М.В.: Ну, наукой сейчас себя особенно не прокормишь… Но я говорю о социализации. Их это не беспокоит. Или они не придают этому значения. Вот я вспоминаю себя, и скажу: я была совсем не уникальна в своем стремлении все время именно самосовершенствоваться. Мне хотелось всем овладеть! Мне хотелось научиться писать!  Мне хотелось быть критиком, я все еще очень люблю просто быть критиком. Я пишу о кино, пишу о театре, пишу о книгах. Конечно, мне хотелось при этом зарабатывать денег, тогда, в советское время, за рецензию на кинофильм в «Советском экране» платили 18 рублей, и это было очень хорошо, потому что обычная зарплата была 200. Сегодня тебе не платят вообще или платят такие копейки, что… Ну вот, рецензия в толстом журнале стоит 700 рублей. Это вообще просто смешно. Ты пишешь ее неделю, если ты хочешь написать хорошую рецензию, до этого читаешь книжку и т.д.

Девочки все-таки нацелены на то, что они будут, конечно, зарабатывать, что-то делать, но… В этом их стремлении я не вижу желания внутренне настроиться на какой-то более высокий, что ли, уровень размышлений. И это еще умные девочки, хорошие, достойные. У меня недавно была моя ученица, написавшая замечательную диссертацию о падшей женщине. О борделях, проститутках в Серебряном веке. Замечательная просто работа. Она сейчас занимается тем, что просто редактирует какие-то тексты, увлечена разведением цветов дома, увлечена готовкой… Вышла замуж, и это замечательно. Но это всё! Я ничего не хочу сказать, она готовит восхитительно, она знает испанский, но я думаю, что это — новый исторический контекст. Потому что не только она, но они все все же хотят замуж. На филфаке выйти замуж очень трудно. Это проблема. Но они как-то очень зацикливаются на этом. Может быть, это — какой-то этап, и к сорока годам они воспитают первого ребенка и вернутся в профессию. И тогда в них отзовутся те феминистские идеи, которые я в них закладывала. Они чутко это воспринимали. Может быть, и вернутся…

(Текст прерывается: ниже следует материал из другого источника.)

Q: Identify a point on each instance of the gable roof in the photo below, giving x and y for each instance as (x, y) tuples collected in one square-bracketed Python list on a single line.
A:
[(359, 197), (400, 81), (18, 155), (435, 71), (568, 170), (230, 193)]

Н.Л.: Согласны ли вы c тем, что причина может крыться в отсутствии того феминистского активизма, который был очевиден в девяностые годы?

М.В.: Безусловно. Я как раз начала об этом говорить, я тогда действительно была подхвачена той волной. Но та волна меня подхватила еще и потому что у меня была готовность плыть в ее течении, для меня вообще девяностые годы — совершенно особые, я могу уверенно сказать, что если в моей судьбе было что-то очень удачное — так это были девяностые годы. По всем параметрам.

Я была счастлива, потому что я понимала, что я могу говорить правду, что я могу писать то, что я хочу, я могу участвовать в том, что я ценю, и для меня все демократические устремления оказались очень плодотворными. Я тогда начала писать, разное, я тогда смогла сказать, например, свежее слово о марксизме, не скатываясь в левизну, не скатываясь в консерватизм. Вот та моя работа — единственная за 30 лет объективная работа по марксистской критике. Но это же все спало и ушло.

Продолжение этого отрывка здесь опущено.